I do know that I dove very hard into my six fairy tale books – that I could smell the porridge in that magic pot, see wicked Rumple smash his foot into the palace floor, see Cinderella’s turnips turn to marvellous carriages, ready to ferry her off to the palace party, hear the wicked Queen scream at her magic mirror, "Mirror, mirror on the wall, who’s the fairest of them all?", see grass grow around poor Winkle as he slept and feel the pride of the tailor as he roared "seven in one blow".

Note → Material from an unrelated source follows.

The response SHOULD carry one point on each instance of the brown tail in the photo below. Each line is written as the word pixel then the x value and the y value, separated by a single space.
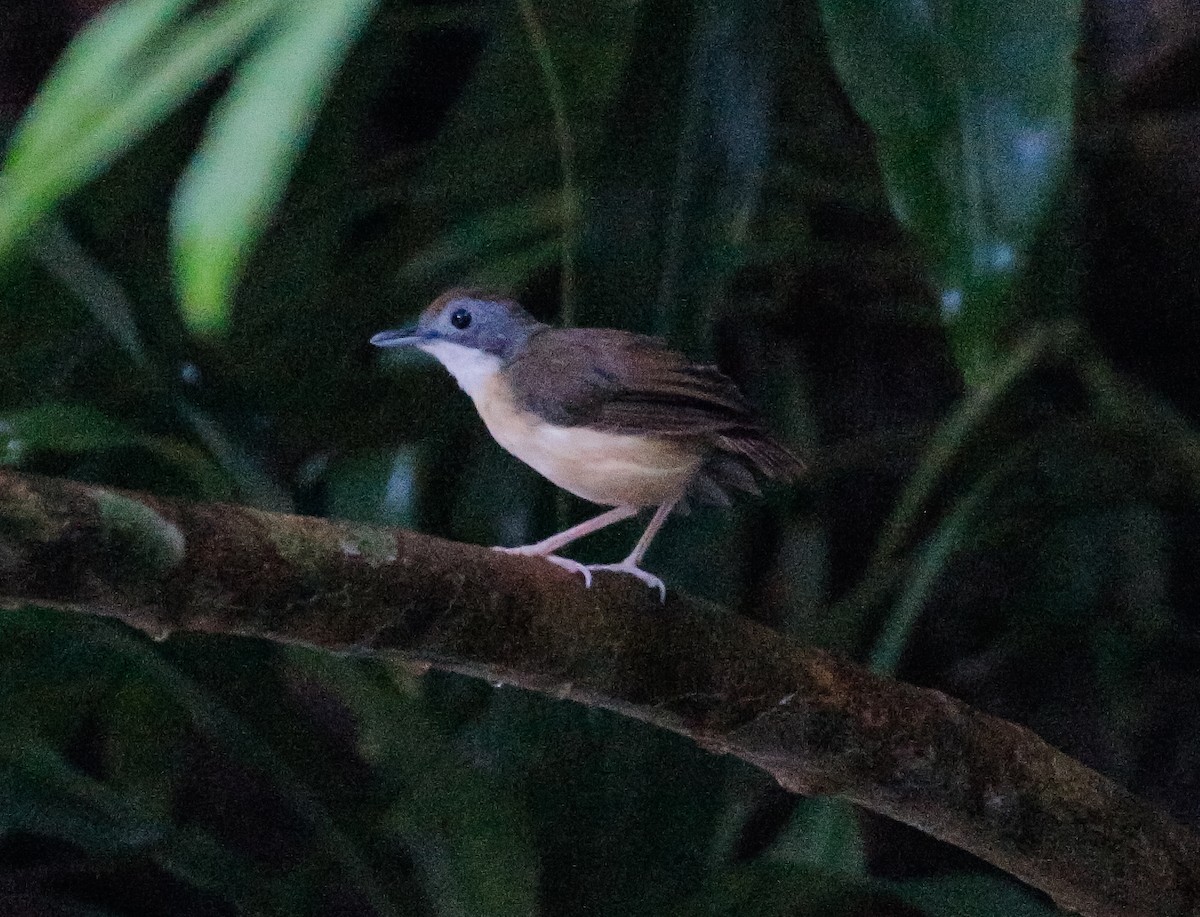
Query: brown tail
pixel 763 454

Meanwhile, up at the hospital, it was a different kind of story that was keeping mom alive, the sort that has kept women and mothers going through hellfire and back — "Whatever will my poor little children do if something happens to me?"

So mother literally willed herself back to life through that darker ‘what if I die?’ narrative, and by the end of that year, had fulfilled the promise she had made to herself as she lay in the ‘shadow of the valley of Death’ (which is quite different from ‘the valley of Death’). That promise was that she would be with us children to celebrate the Christmas of that darkest of years.

So although that story is not quite a Grimm Brothers’ fairy tale ending — my mom’s cerebral incident left her half paralysed — the ending could have been really grim, if she had died, with dire consequences for us, her sons.

Promises mother made and kept

And that was the first of many promises mother made and kept to us. She promised she would get back to work, and a year after her stroke (and to the amazement of all) she was back in the bank she worked for — where she eventually rose to become a corporate affairs’ manager.

"Disability is not inability," she would say before adding, with dark humour, "unless it is in the brain!"

By the time of her second fatal ‘brainstorm’, mom had kept every promise she had made to God in that hospital if she was given more years – not just to educate her children, but also to be an ardent follower of the Lord, and God knows what other promises I’ll never know.

She went to church before work or in the evening after work, every single day of her life — and I went with her willingly, happy to cross myself with the cool water of the basilica, and sit in silence, enjoying mom’s devoted, prayerful silence.

When adolescent checked in and I was too embarrassed to go to church with mom (besides, I had begun to question religion in my mind), my little brother happily took over this role.

And, ah yes, the stories — those first six books my mother gave me I have read all my life. So I guess this is my birthday story — and the greatest gift my mother gave to me.